Plotting Seinfeld Episode Scores by Season Using ggplot2
Viz
I recently made a post over at reddit showing the IMDB scores of Seinfeld episodes by season. It got a lot of traffic, but as it turned out the data I was using was incorrect/outdated/malformed. I also got a lot of questions about how I made the graph. This post should help to answer those questions!
The Data
I got the revised data from IMDB. You can access a clean CSV version here.

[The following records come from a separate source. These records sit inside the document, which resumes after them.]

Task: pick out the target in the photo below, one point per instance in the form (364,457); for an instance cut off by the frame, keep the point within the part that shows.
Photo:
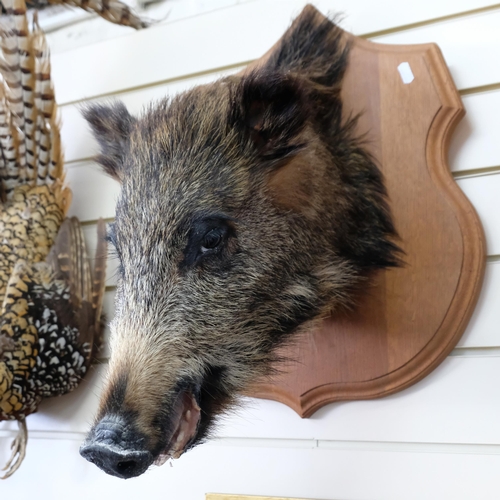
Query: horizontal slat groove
(476,172)
(428,22)
(235,67)
(383,446)
(149,85)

Plotting in R with ggplot2
This is the plot we’re going to make:
Here is the code used:
#Read the data into R
#I copied from excel, you can use read.csv() too
sf<-read.table("clipboard",sep="\t",header=T)
#Load ggplot2
#(use install.packages"ggplot2" if you don't have it yet)
library(ggplot2)
#OPTIONAL
#Use the Cairo library for anti-aliased images in Windows
library(Cairo)
CairoWin()
#Make the plot
#Use aesthetics to set the axes and season coloration
#Note: By setting color here stat_smooth will plot separate fits
ggplot(sf,aes(x=c(1:nrow(sf)),y=Rating,color=factor(Season)))+
geom_point()+
#Use any method you like, loess is default but I specified lm
stat_smooth(method="lm")+
#Clean up
labs(x="Episode #",y="Average Rating",title="Seinfeld Episode IMDB Ratings by Season",color="Season")+
ylim(c(7,9))